Super 50 in attesa di spedizione in giro per il mondo.

Nel frattempo gli ingegneri di nascosto iniziarono a progettare un trattore e ne uscì un mezzo pesante duemila chili spinto da un diesel erogante 26 cavalli a 1.800 giri. Nacque così il marchio Zetor e il 14 novembre 1945 venne presentato il primo prototipo: lo Zetor 25. Il 17 settembre 1946 iniziò la produzione di serie. Era un trattore robusto, innovativo per l’ epoca ed economico e conobbe da subito un grande successo in patria e soprattutto all’ estero.

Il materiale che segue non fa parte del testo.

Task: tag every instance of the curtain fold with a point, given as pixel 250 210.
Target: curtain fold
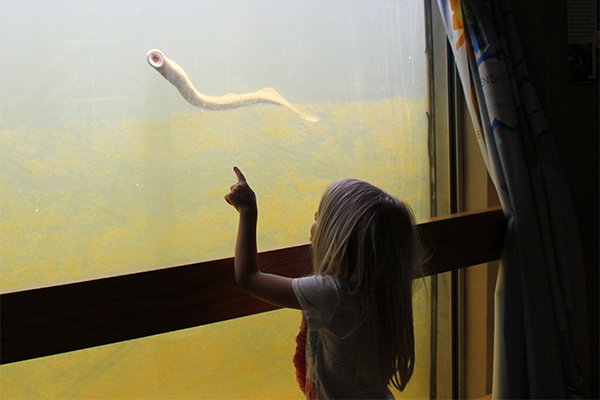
pixel 540 319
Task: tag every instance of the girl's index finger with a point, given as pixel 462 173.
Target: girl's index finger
pixel 241 177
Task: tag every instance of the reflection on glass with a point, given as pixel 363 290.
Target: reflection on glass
pixel 105 167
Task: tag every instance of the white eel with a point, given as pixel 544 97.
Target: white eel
pixel 177 76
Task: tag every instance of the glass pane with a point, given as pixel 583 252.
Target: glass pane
pixel 105 167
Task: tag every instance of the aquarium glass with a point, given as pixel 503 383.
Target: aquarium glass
pixel 105 167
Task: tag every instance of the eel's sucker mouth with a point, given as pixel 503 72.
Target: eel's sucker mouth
pixel 156 58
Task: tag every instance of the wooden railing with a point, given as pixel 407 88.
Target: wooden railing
pixel 42 321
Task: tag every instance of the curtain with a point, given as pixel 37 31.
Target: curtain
pixel 540 318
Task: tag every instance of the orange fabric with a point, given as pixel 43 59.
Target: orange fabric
pixel 307 387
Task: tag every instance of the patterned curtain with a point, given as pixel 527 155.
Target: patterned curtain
pixel 540 321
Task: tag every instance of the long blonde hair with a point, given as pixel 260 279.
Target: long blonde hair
pixel 367 238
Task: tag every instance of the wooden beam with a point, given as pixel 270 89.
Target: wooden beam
pixel 56 319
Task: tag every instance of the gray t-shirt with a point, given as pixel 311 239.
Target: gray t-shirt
pixel 335 335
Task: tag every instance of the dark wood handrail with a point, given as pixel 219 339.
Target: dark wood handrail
pixel 42 321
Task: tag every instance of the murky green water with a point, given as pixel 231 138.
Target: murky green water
pixel 104 167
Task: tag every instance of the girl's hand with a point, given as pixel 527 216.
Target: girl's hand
pixel 241 196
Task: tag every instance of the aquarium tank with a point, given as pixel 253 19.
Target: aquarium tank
pixel 106 167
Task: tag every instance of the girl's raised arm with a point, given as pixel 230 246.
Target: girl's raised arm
pixel 271 288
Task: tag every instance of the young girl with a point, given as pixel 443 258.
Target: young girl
pixel 357 307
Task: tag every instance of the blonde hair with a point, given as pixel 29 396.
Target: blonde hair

Dal 1946 al 1955 ne furono prodotti più di 150 mila esemplari dei quali 500 vennero importati in Italia. Sull’ onda del successo nei primi anni Cinquanta la Zetor creò un’ altro stabilimento, sempre nei pressi di Brno, per produrre lo Zetor ‘Super‘ spinto da un propulsore erogante inizialmente 35 cavalli e poi 50. I trattori Zetor erano così ben studiati e realizzati da competere con i migliori trattori occidentali, per questo motivo gli Zetor erano poco diffusi nei paesi del Comecon sovietico. La maggior parte della produzione veniva esportata in tutto il Mondo, dall’Europa, agli Stati Uniti passando per India e Cuba. Una bella storia che continua ancora oggi a distanza di ottant’ anni.